Ich schluckte. Nein, unmöglich, die zweite Tasse Kakao wäre schon zu viel, nun eine mit weißer Schokolade zu bekommen, würde mir den Garaus machen. »Ähm, nein … lieber Vollmilch!«
»Sicher?« Mama grinste. Ich wusste, was sie dachte: Du magst doch weiße Schokolade – und ich bekoche dich so gerne. Komm schon, nimm die weiße!
Ich kann nicht! Mir ist jetzt schon schlecht! Genau das hätte ich sagen sollen, stattdessen murmelte ich: »Na, gut!«
Mama freute sich und holte zwei Tafeln weiße Schokolade aus dem Schrank – zwei Tafeln!

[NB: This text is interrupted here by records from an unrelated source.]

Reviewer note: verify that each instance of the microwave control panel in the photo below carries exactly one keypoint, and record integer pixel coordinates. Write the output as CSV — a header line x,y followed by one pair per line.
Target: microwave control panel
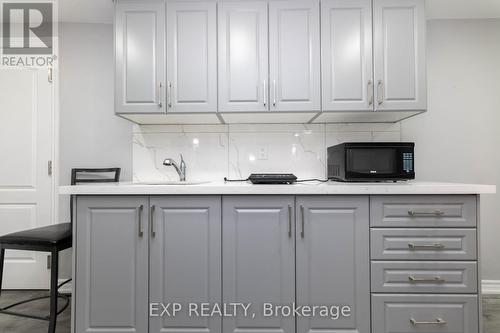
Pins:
x,y
408,162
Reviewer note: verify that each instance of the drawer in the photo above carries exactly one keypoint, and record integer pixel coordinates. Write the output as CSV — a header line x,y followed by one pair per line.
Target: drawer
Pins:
x,y
423,244
422,211
424,277
424,313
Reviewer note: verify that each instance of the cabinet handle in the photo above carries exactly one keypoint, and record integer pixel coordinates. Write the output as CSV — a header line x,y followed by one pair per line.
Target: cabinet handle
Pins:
x,y
274,93
436,246
151,213
169,94
264,93
160,99
139,219
289,221
370,93
302,215
435,279
437,321
433,213
381,92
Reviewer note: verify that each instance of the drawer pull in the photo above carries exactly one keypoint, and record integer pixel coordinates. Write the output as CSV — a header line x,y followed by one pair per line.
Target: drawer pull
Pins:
x,y
435,279
437,321
436,246
433,213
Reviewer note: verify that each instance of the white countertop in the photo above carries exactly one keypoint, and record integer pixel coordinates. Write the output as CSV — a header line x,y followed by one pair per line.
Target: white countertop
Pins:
x,y
332,188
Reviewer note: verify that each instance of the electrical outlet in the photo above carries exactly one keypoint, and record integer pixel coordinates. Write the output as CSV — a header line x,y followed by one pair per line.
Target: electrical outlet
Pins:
x,y
262,153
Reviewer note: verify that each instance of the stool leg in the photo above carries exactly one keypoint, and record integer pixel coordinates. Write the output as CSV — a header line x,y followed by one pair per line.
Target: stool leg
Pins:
x,y
2,258
54,270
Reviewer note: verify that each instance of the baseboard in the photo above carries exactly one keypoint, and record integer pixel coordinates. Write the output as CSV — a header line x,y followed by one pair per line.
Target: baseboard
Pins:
x,y
490,287
68,287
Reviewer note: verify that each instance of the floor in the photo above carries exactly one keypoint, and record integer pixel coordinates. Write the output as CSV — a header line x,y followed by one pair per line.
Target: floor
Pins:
x,y
9,324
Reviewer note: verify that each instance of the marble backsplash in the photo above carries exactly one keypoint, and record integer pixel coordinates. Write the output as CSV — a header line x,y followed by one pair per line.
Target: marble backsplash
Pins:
x,y
213,152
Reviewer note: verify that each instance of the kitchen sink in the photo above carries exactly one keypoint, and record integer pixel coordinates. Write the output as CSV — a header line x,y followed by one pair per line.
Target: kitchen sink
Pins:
x,y
171,182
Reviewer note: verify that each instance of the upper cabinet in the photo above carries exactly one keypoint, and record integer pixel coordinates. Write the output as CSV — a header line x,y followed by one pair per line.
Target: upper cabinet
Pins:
x,y
139,56
399,54
347,72
269,61
191,56
294,56
243,56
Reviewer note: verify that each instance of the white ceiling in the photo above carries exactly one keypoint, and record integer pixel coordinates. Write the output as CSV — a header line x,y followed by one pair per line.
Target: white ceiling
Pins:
x,y
101,11
86,11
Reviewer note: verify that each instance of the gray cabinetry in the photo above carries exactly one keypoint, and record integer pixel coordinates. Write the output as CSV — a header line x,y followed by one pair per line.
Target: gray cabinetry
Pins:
x,y
139,56
258,260
425,313
185,260
424,253
243,56
423,244
423,211
333,261
294,55
347,63
191,56
399,54
111,292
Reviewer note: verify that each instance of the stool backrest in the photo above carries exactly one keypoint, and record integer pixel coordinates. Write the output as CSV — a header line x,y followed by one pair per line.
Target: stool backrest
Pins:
x,y
92,175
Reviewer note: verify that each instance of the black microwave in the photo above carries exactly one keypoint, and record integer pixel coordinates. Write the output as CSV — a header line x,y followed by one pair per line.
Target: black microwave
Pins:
x,y
371,161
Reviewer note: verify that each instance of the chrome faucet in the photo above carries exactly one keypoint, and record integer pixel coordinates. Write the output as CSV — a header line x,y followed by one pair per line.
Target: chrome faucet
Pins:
x,y
181,169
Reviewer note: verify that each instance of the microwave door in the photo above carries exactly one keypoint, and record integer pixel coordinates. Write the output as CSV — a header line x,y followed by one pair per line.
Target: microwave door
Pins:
x,y
371,162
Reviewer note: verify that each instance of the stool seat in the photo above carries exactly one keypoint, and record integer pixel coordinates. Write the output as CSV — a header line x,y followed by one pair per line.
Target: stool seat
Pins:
x,y
50,236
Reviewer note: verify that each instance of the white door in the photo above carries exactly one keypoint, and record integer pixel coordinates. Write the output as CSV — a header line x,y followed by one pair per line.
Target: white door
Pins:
x,y
258,261
185,260
140,56
333,262
192,56
243,56
26,189
399,54
347,55
294,55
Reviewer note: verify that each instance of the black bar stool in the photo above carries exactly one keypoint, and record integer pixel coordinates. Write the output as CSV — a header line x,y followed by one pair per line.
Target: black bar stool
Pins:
x,y
52,239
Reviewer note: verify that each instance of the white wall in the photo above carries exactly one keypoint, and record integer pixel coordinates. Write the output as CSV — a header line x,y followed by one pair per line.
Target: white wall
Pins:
x,y
90,134
458,139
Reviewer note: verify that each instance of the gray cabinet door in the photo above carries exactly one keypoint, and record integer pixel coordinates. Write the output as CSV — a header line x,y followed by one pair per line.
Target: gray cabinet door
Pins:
x,y
294,55
243,56
111,292
425,313
333,262
185,266
346,33
399,54
258,260
191,56
140,56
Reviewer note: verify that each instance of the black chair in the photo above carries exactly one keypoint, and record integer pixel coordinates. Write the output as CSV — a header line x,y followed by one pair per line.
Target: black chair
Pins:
x,y
52,239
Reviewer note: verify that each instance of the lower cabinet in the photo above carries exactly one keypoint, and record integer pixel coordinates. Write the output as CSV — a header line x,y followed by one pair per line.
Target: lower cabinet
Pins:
x,y
425,313
135,251
111,284
333,263
326,249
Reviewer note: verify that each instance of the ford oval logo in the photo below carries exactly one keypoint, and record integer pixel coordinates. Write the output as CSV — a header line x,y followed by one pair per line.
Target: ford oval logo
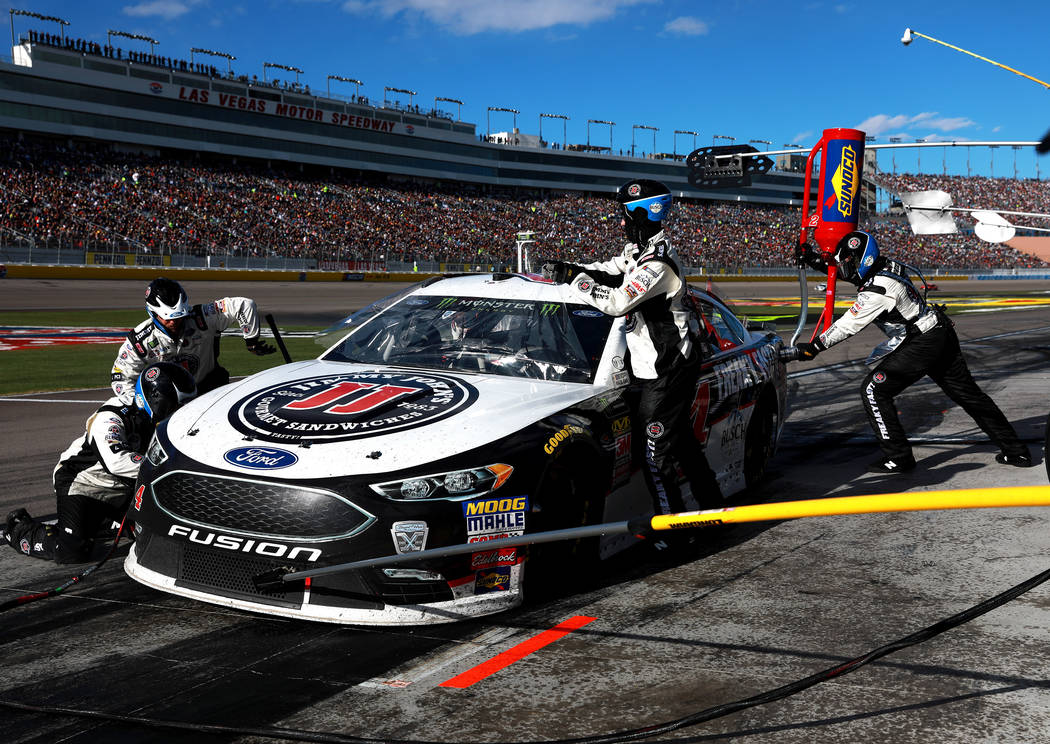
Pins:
x,y
260,458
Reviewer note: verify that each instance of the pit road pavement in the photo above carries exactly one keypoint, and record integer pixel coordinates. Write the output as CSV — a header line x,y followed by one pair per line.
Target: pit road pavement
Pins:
x,y
759,607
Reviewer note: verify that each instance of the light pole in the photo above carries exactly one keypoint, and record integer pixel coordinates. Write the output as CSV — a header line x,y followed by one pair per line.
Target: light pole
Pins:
x,y
601,121
674,140
488,128
895,141
407,92
357,84
909,35
30,14
459,103
553,115
285,67
643,126
110,34
229,58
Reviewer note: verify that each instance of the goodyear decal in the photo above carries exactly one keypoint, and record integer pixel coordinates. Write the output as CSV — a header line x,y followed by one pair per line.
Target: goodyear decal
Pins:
x,y
559,437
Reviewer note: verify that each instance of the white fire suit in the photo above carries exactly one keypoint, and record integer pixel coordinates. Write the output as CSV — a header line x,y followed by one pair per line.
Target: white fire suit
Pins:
x,y
647,288
93,482
196,347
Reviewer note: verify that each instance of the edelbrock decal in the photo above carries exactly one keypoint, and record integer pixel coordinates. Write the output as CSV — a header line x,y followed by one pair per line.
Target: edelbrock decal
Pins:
x,y
260,458
340,407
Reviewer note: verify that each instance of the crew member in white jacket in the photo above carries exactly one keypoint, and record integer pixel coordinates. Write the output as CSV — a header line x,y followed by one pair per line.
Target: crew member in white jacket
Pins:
x,y
186,335
645,283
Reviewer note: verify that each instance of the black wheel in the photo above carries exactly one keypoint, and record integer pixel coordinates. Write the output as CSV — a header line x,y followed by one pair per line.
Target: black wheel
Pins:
x,y
566,498
758,442
1046,447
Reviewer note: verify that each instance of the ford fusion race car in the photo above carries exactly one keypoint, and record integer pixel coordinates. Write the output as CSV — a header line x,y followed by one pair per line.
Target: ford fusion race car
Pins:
x,y
460,410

Ich ließ mich in die Sitzbank sinken und schwor mir, nächstes Jahr erst am 24. Dezember anzureisen. Einen Tag vorher zu kommen, bedeutete nur, noch mehr von ihr gemästet zu werden – und ich wollte kein Gramm zunehmen. Ich hatte vor zwei Wochen in einem Klub in Wien einen Mann kennengelernt, der mir regelrecht den Boden unter den Füßen weggezogen hatte. Er war optisch ein Adonis, groß, breitschultrig und mit Muskeln an den richtigen Stellen. Nicht übermäßig aufgepumpt, aber mit Sicherheit hatte er ein Eightpack – und seine Augen, du meine Güte! Er hatte bernsteinfarbene Augen. Wenn man genau hinsah, erkannte man die goldenen Sprenkel in der Iris.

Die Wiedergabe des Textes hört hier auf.